Mais pour pouvoir réussir cette mutation, il est nécessaire que des lois soient votées ou approfondies, que le code du travail soit revu, que les organisations s'engagent, que les hauts dirigeants montrent l'exemple, que les bonnes pratiques soient identifiées et partagées... Mais il faut aussi que chaque homme et chaque femme prenne conscience qu'il est un maillon essentiel sans lequel aucune politique ne peut réussir. Nous avons chacun, toujours, un espace de liberté à investir, nous sommes tous parties prenantes, individuellement et collectivement, du maintien ou de la levée des stéréotypes. Les seuls vrais freins à ce changement sont, comme l'avait très bien formulé Jacques Rigaud, récemment disparu, le nœud des conformismes et le creuset des certitudes qu'on rencontre dans toute organisation.

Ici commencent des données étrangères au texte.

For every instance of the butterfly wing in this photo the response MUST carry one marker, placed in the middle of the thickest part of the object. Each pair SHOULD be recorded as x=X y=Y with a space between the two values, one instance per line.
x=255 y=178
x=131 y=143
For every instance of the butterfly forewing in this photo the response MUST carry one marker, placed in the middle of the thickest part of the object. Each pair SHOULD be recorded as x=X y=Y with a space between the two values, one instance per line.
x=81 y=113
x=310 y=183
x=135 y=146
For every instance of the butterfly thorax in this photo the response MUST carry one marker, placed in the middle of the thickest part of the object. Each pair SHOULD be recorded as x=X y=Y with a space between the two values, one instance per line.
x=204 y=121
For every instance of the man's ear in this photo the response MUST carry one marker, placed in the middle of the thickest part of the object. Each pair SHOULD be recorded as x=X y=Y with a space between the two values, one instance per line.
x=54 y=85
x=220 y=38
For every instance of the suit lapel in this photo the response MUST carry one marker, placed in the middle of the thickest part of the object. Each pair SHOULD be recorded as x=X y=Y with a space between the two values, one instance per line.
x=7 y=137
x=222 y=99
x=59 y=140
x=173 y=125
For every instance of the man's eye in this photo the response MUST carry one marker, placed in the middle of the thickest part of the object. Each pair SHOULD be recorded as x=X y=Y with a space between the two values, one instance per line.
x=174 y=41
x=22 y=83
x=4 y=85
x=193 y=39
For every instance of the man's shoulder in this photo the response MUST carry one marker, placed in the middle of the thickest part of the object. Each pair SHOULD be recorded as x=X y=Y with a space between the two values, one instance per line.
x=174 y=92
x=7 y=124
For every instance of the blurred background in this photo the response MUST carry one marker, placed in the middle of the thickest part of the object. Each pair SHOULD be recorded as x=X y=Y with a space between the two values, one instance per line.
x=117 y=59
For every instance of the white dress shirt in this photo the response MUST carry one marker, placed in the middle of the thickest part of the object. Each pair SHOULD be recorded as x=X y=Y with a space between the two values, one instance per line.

*Etude « WAD/Working Dads : L’articulation des vies professionnelles et familiale », réalisée par l’Institut CSA en partenariat avec Terrafemina en deux volets, du 29 août au 21 septembre 2012. Un volet quantitatif auprès de 310 pères actifs interrogés par téléphone, un volet qualitatif via un forum en ligne de 16 pères actifs de profils variés (en couple, seul, avec conjointe qui travaille ou non). Les résultats détaillés de cette étude en souscription sont disponibles auprès de l’institut CSA ou de la rédaction de Terrafemina.